В «Борисе Годунове» дали знать о себе устойчивые, определяющие для Доннеллана темы: исследование законов жизни через законы театральные, мотивы тщеты и суеты, попыток в жизненной круговерти найти себя и собственное лицо, или, наоборот, его потерять, ухватить мгновенность настоящего времени через игру, лицедейство. Эти темы оказались очень близки и понятны русским актерам.
В спектаклях Доннеллана их игра обретала в результате особую прозрачность, ясность. Как, например, в «Двенадцатой ночи», где мужчины учились играть женские роли, не комикуя и не подчеркивая пародийно внешнее сходство, но улавливая характер противоположного пола. Они уступали в непринужденности английским актерам, с которыми Доннеллан опробовал тот же прием в спектакле «Как вам это понравится», но именно здесь прозвучала важная для Доннеллана тема утраты точки опоры, собственного «я». Виола в исполнении Андрея Кузичева не могла найти себя ни в женском, ни в мужском обличье/роде. Шутка же здесь оборачивалась не просто серьезной дилеммой, но бедствием.

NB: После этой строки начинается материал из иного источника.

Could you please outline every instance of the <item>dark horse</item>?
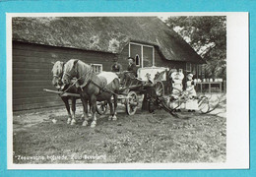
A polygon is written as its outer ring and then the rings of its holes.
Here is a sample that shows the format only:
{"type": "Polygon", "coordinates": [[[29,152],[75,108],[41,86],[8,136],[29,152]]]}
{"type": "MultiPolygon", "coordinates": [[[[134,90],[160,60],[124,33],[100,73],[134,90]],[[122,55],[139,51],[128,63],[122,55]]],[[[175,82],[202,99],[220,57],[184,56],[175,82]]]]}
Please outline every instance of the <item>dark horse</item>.
{"type": "MultiPolygon", "coordinates": [[[[53,79],[52,79],[52,85],[58,89],[58,90],[65,90],[68,88],[69,85],[64,86],[62,83],[61,79],[63,76],[63,69],[64,69],[64,62],[57,61],[56,63],[53,63],[53,68],[52,68],[52,74],[53,74],[53,79]]],[[[69,88],[68,92],[72,93],[78,93],[78,88],[73,86],[69,88]]],[[[61,96],[61,99],[65,103],[69,118],[67,120],[67,124],[74,125],[76,123],[75,119],[75,112],[76,112],[76,100],[79,99],[79,97],[74,97],[74,96],[61,96]],[[71,99],[72,101],[72,107],[70,109],[69,105],[69,100],[71,99]]],[[[82,115],[84,117],[84,115],[82,115]]]]}
{"type": "MultiPolygon", "coordinates": [[[[110,107],[110,116],[108,120],[116,120],[117,93],[119,91],[119,80],[116,74],[112,72],[102,72],[96,75],[93,68],[77,59],[69,60],[64,67],[62,82],[71,84],[71,79],[77,78],[78,91],[84,105],[84,111],[87,111],[87,102],[89,100],[93,112],[93,122],[91,127],[96,125],[96,101],[106,100],[110,107]],[[114,107],[111,97],[114,97],[114,107]]],[[[89,118],[86,117],[83,126],[88,125],[89,118]]]]}

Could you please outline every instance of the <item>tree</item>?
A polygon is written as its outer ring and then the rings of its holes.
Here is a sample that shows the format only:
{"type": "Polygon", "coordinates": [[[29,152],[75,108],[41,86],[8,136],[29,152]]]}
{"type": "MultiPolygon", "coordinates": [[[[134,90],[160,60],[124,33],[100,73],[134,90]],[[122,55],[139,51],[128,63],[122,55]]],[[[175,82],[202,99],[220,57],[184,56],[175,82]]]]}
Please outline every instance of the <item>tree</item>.
{"type": "Polygon", "coordinates": [[[226,77],[226,19],[224,16],[169,17],[167,26],[177,31],[207,61],[208,78],[226,77]]]}

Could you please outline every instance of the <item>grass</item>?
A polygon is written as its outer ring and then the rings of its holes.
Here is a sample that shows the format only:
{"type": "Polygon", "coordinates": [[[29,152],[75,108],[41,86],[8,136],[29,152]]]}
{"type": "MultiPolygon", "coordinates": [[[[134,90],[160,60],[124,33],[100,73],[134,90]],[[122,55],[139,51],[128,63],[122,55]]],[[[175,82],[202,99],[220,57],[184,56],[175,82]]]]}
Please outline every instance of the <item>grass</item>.
{"type": "MultiPolygon", "coordinates": [[[[161,110],[156,114],[138,111],[133,116],[119,113],[117,121],[99,118],[94,129],[82,127],[81,120],[76,126],[66,125],[67,116],[55,116],[56,124],[48,119],[14,130],[13,160],[14,163],[225,161],[225,118],[181,114],[186,119],[173,118],[161,110]]],[[[23,126],[19,121],[15,124],[23,126]]]]}

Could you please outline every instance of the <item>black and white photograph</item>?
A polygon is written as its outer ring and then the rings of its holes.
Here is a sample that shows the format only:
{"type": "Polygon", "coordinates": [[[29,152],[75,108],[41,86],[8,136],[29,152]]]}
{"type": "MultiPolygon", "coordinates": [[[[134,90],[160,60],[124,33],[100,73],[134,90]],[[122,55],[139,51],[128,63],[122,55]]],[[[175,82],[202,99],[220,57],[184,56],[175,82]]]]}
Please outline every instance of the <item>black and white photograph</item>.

Доннеллан, разумеется, «играет» не только в пространстве русского театра, можно вспомнить хотя бы его недавнюю премьеру «Короля Убю», поставленного с французскими актерами. Доннеллан мог заставить актеров говорить намеренно тихо, неразборчиво, спиной к зрителям, а мог заставить их извиваться в диких, экстатических плясках. И чопорные буржуа европейских салонов вмиг превращались в чудовищных персонажей Жарри. Четкость и отточенность исполнения восхищала, но еще более восхищала свобода, с которой актеры в своем сатирическом памфлете на современное буржуазное общество сбрасывали маски и обнажали собственные комплексы. Ирония Доннеллана, как оказалось, оказывает воздействие не только на русских, но и на французских актеров.